The work was done primarily by lethal injection, but Eglfing-Haar, near Munich, a Dr. Pfannmueller made a specialty of starving sick children to death. One visitor to Pfannmueller's hospital reported seeing 15 to 25 children, aged one to five, lying in cots. Pfannmueller explained: "Those creatures represent for me, as a National Socialist, only a burden to our nation. We do not kill by poison injections because foreign newspapers and certain gentlemen from Switzerland -- the Red Cross -- would get new material for for their propaganda. Our method is much simpler and more natural."

Then the doctor yanked one of the children from a cot and, displaying the child aloft, declared, "This one will last another two or three days." Pfannmueller explained to his visitor that his technique was not to withhold food suddenly but rather to impose a gradual reduction of rations.

Of greater scope that the children's program was the killing of the adult insane, established by the National Coordinating Agency for Therapeutic and Medical Establishments. The program was code-named T-4 for the agency's headquarters at 4 Tiergartenstrasse in Berlin. The first center was set up in Brandenburg in late 1939, and experiments were undertaken to find a killing method that would not alarm the victims and that later would permit officials to deceive the families of the victims as to the true cause of death. Hitler's physician, Brandt, reported to the Fuhrer on the gassing of four adult male patients with cyanide gas -- a rat killer known by the brand name Zyklon B -- and observed further experiments with it and, more often, carbon monoxide. Philipp Bouhler, head of Hitler's personal chancellery, was credited with suggesting that the gas chambers be disguised as shower rooms, complete with toilets.

Five additional centers were equipped along the lines of the one in Brandenburg. Their operation was deceptively simple. Patients judged incurably insane were sent to transit facilities. The Charitable Foundation for Institutional Care provided transportation to the killing center, and later notified the families in a form letter that their loved one had succumbed to heart failure or pneumonia and that the body had been cremated as a health measure.

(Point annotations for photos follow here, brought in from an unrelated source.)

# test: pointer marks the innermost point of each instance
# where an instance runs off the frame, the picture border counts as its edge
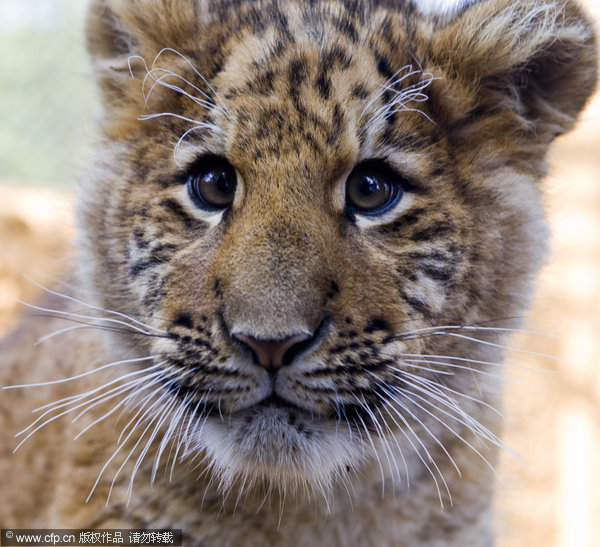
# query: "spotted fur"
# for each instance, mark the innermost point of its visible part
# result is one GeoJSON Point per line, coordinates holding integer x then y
{"type": "Point", "coordinates": [382, 427]}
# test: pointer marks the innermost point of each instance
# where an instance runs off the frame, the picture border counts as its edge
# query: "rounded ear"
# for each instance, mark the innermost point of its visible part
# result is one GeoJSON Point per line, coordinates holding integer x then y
{"type": "Point", "coordinates": [118, 30]}
{"type": "Point", "coordinates": [536, 58]}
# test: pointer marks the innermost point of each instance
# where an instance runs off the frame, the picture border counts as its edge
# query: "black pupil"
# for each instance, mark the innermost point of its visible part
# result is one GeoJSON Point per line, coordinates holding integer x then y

Typically, attendants at the center dressed groups of 20 to 30 patients in paper smocks and ushered them into the gas chamber under the pretext that they needed to shower. Then the physician on duty gassed them. A conveyor belt removed the bodies.

Though the government tried to keep the T-4 program a secret -- officials did not want to undermine morale in wartime -- word drifted about with the smoke that rose from the crematoriums. School children living close to the Hadamar center near Limburg referred to the bus that brought in patients as the "murder box." Little children taunted friends, "You'll be sent to the baking oven." Young girls vowed they would never "bring children into the world so they can be put into a bottling machine," and old people pleaded with their families not to send them to the nursing home, for "after the feeble-minded have been finished off, the next useless eaters whose turn will come are the old people."

The Nazis produced a film to make the idea of euthanasia acceptable. The film told the story of a devoted husband who kills his terminally ill wife at her request in order to end her suffering. This distorted the T-4 program, but the film makers hoped that people would begin to think about executions as a form of racial mercy for the nation.

Though the film was something of a success at the box office, it was strongly opposed by Catholic and Lutheran bishops, who urged parishioners not to view it. And several bishops openly protested the T-4 killings. As public opposition mounted, Hitler reluctantly instructed Brandt to "stall" the program in August 1941, after some 90,000 patients had been killed. But by then, the gassing techniques used in the killing of mental patients were ready for more general applications.